Community Health Fair offers wellness resources, support

Aug 17, 2022

The Council on Aging room in the town’s Multiservice Center was chock full of organizations offering their resources to passersby for Wednesday’s Community Health Fair.

From the National Alliance on Mental Illness to the AARP to the Wareham Land Trust, many groups came out to raise awareness of their services.

Organizer Judi Grassi said the idea for the health fair was sparked in June, and the goal of the event is to both raise awareness for mental health services and bring recovery programs to Wareham.

Grassi said that she hopes the fair could become an annual event, bringing together residents and programs that could help them.

Residents roamed booths of organizations throughout Wednesday afternoon.

At one booth, Nancy Latham introduced passersby to Parents Supporting Parents, an organization that brings together parents whose family members are dealing with substance abuse.

“You feel like you’re not alone,” Latham said of the benefits of the group’s regular meetings, where people gather to share their stories. “Anybody could really go.”

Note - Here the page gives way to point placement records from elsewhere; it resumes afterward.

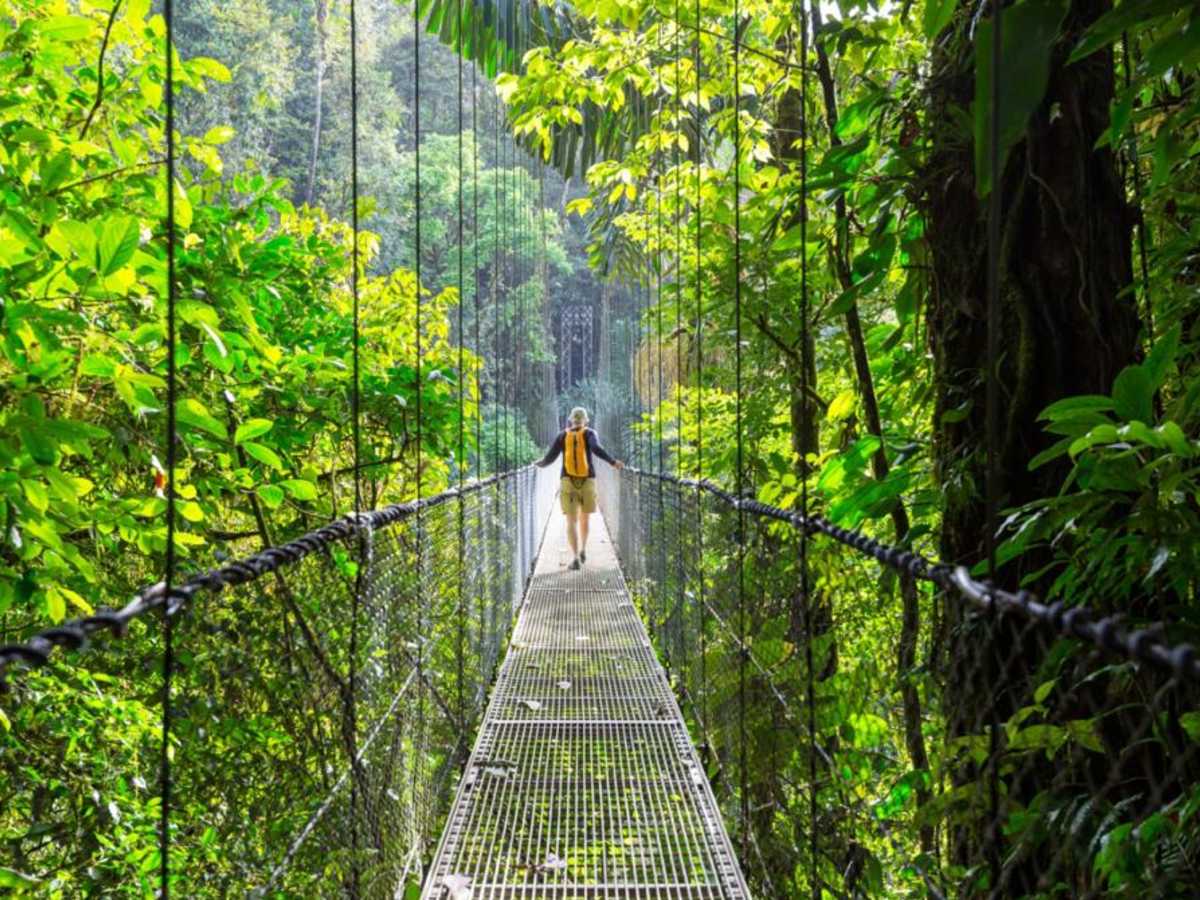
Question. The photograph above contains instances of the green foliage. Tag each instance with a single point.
(1125, 523)
(505, 442)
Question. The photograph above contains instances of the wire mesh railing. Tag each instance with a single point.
(1002, 749)
(324, 696)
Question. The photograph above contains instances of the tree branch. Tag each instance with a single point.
(100, 71)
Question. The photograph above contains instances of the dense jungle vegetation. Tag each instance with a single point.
(628, 148)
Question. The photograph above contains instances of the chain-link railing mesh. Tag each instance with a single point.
(984, 754)
(322, 708)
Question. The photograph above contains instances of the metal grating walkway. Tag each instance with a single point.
(583, 781)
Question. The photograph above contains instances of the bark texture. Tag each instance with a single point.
(1068, 327)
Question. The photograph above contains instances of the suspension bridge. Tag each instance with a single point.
(435, 706)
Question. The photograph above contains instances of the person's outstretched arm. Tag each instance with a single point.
(552, 454)
(601, 453)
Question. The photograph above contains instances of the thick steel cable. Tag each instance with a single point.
(168, 636)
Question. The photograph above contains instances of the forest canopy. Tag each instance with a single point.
(786, 251)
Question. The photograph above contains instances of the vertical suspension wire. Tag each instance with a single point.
(168, 631)
(995, 210)
(419, 520)
(474, 223)
(497, 438)
(1143, 235)
(807, 389)
(545, 265)
(461, 619)
(678, 337)
(357, 432)
(700, 387)
(661, 541)
(741, 450)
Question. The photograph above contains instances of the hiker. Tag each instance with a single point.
(577, 443)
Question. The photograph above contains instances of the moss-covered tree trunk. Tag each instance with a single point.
(1068, 327)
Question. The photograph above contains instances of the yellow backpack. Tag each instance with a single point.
(575, 454)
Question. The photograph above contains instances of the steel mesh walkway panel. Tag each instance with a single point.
(583, 781)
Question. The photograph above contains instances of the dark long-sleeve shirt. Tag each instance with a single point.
(591, 443)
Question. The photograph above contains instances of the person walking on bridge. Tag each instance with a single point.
(577, 443)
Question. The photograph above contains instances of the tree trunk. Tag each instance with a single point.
(1066, 329)
(321, 7)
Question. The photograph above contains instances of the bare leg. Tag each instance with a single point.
(585, 519)
(570, 534)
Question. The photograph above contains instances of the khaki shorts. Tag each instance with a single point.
(577, 493)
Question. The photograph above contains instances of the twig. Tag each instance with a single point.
(100, 71)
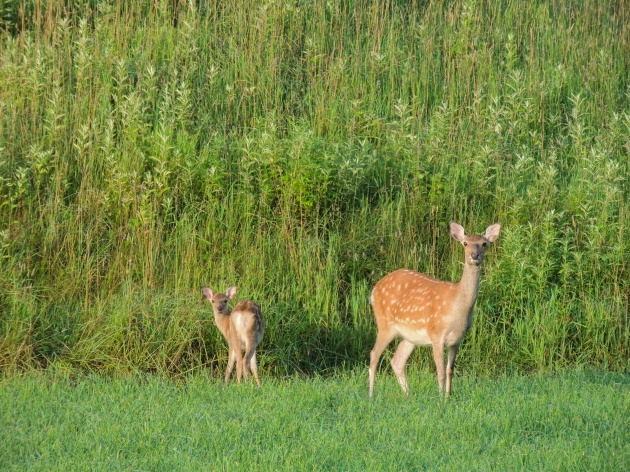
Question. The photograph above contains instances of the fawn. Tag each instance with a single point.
(424, 311)
(243, 329)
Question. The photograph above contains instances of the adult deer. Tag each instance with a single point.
(243, 329)
(424, 311)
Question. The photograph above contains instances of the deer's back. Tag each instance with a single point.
(247, 320)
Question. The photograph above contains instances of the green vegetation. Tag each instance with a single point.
(302, 150)
(567, 421)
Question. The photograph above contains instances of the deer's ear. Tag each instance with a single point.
(457, 231)
(492, 232)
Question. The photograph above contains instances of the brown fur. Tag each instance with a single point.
(243, 328)
(425, 311)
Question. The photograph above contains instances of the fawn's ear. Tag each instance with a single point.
(457, 231)
(492, 232)
(207, 293)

Across the hall, Melissa Ramos and Kirsten Gibbs were sharing information about Wareham Connects, a local arm of the Plymouth Area Prevention Collaborative. The two handed out flyers detailing the training sessions offered by the collaborative on resiliency, mental health and talking with those struggling with addiction.

“Mental health is definitely becoming a bigger issue,” Gibbs said.

Ramos said the group tries to connect residents with all the different resources available to them throughout the region, including substance abuse help, mental health education and aid in identifying kids who are struggling.

A need for recovery services in Wareham is a key point for Grassi, who spoke to her own struggles in the past with homelessness. She said she’s worked in recovery in the past, and she sees a lack of comprehensive mental health services in town.

But at the fair on Wednesday, the main goal was making people aware of the services already available in town and the Plymouth County region, which Grassi was optimistic about.

“The community wants this,” she said.